The Perils of Weight Loss
I’ve actually lost a bit of weight recently. That’s not a bad thing as I approach the age of 40. A number of people have commented on the fact and my BMI is now well within the ‘Ideal Weight’ bracket. All of which is good and I’m fairly pleased with it. That was until this morning when I was out windsurfing.
Nope, it’s not the fact that an extra bit of weight would mean I could hang onto a bigger sail and get more speed. It’s not even the fact that my wetsuit is a little baggy and doesn’t keep me as warm as it used to – or the fact that I have less ‘insulation’ of my own.
The problem is that my fingers have got skinnier – Not a big deal you might think and not really a problem for windsurfing, until you figure in the fact that I wear my wedding ring when I’m out windsurfing and my new skinny fingers mean that the ring was no longer as snug as it was. In fact it was pretty loose. The looseness of the ring, cold fingers and the wet water meant that it just slipped off whilst I was water-starting this morning. It was there one second, gone the next and there was nothing I could do about it.

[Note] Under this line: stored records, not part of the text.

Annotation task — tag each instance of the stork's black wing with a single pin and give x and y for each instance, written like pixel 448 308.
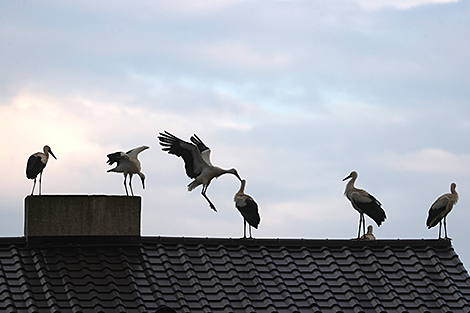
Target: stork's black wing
pixel 190 153
pixel 372 208
pixel 114 158
pixel 198 142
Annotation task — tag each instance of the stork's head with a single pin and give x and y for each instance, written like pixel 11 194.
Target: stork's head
pixel 48 150
pixel 352 175
pixel 234 172
pixel 142 178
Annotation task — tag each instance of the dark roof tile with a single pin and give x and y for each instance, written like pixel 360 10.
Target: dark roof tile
pixel 231 275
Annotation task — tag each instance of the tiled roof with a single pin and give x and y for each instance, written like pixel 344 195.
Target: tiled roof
pixel 231 275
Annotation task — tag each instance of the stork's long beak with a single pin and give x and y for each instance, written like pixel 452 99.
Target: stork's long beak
pixel 143 181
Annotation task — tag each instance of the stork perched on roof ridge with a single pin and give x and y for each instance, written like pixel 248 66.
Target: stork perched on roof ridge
pixel 248 208
pixel 363 202
pixel 196 157
pixel 128 164
pixel 36 164
pixel 441 208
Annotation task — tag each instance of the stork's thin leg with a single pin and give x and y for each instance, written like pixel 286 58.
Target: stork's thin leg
pixel 445 227
pixel 34 184
pixel 40 182
pixel 244 228
pixel 359 231
pixel 125 186
pixel 130 184
pixel 363 224
pixel 203 193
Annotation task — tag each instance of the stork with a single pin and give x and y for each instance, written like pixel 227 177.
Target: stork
pixel 196 157
pixel 363 202
pixel 248 209
pixel 440 208
pixel 128 164
pixel 36 164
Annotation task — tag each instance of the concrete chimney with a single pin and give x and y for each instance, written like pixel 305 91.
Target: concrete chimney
pixel 81 216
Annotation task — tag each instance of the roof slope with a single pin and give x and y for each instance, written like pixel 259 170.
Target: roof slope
pixel 233 275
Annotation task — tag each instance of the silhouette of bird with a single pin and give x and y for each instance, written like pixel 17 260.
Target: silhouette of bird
pixel 248 209
pixel 369 235
pixel 128 164
pixel 363 202
pixel 36 164
pixel 196 157
pixel 440 208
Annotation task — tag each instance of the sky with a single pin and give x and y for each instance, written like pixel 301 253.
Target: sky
pixel 294 94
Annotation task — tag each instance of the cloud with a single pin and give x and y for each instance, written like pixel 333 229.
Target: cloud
pixel 430 160
pixel 398 4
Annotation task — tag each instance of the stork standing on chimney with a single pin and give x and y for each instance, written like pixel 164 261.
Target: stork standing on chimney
pixel 36 164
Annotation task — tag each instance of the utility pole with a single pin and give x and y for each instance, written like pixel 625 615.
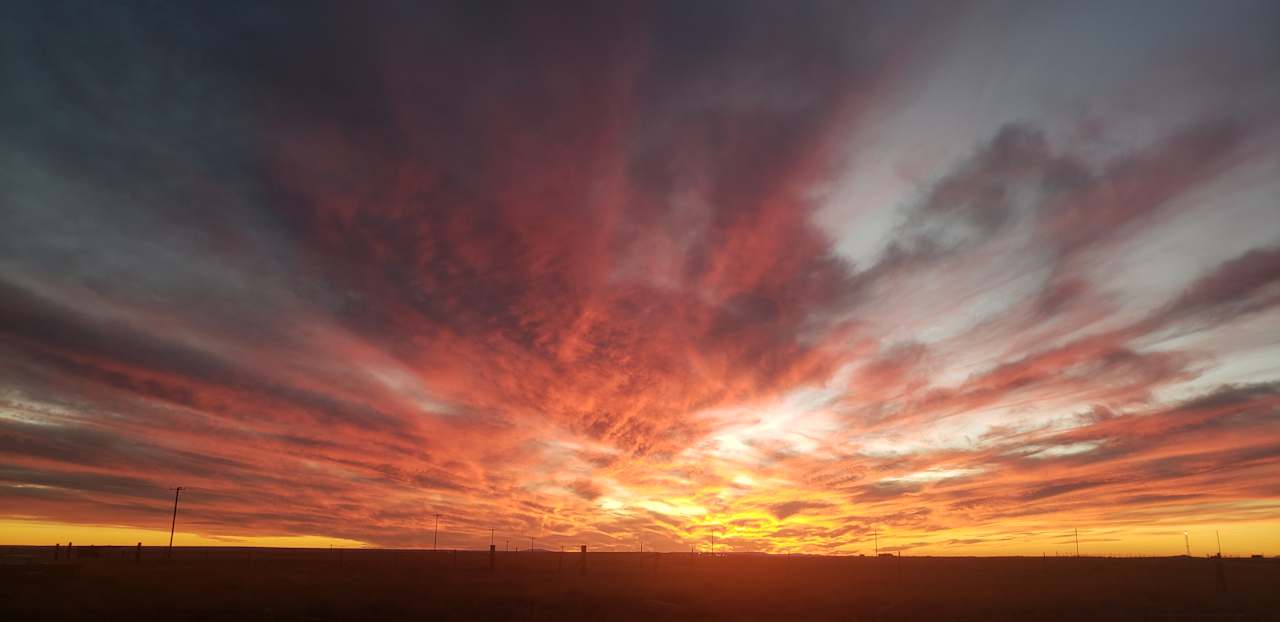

I was stuck in a rip with the tide rushing out, struggling to release the rig from the grips of the current when it popped off. I did have my wits about me though and marked the position with my GPS. It’s a very long shot, but I’m going to take a walk in the area that I lost it at low tide, just in case I can see it. If I can find a metal detector then I shall take that with me too.
If anyone comes across a gold wedding ring with a wave pattern on the sand of Ynyslas could they return it to me please. It looks exactly like this: http://www.sheila-fleet.co.uk/ringresults.asp?code=RX22&Metal=9ct%20Yellow%20Gold.
The actual windsurf session was OK. A little gusty but at least I managed to rig my 6.3m North Warp easily today and had some nice runs over only slightly choppy water. Nothing really fast though and I was a little worried about the sandbanks as they were difficult to see and the water was fast becoming very shallow over the tops of them.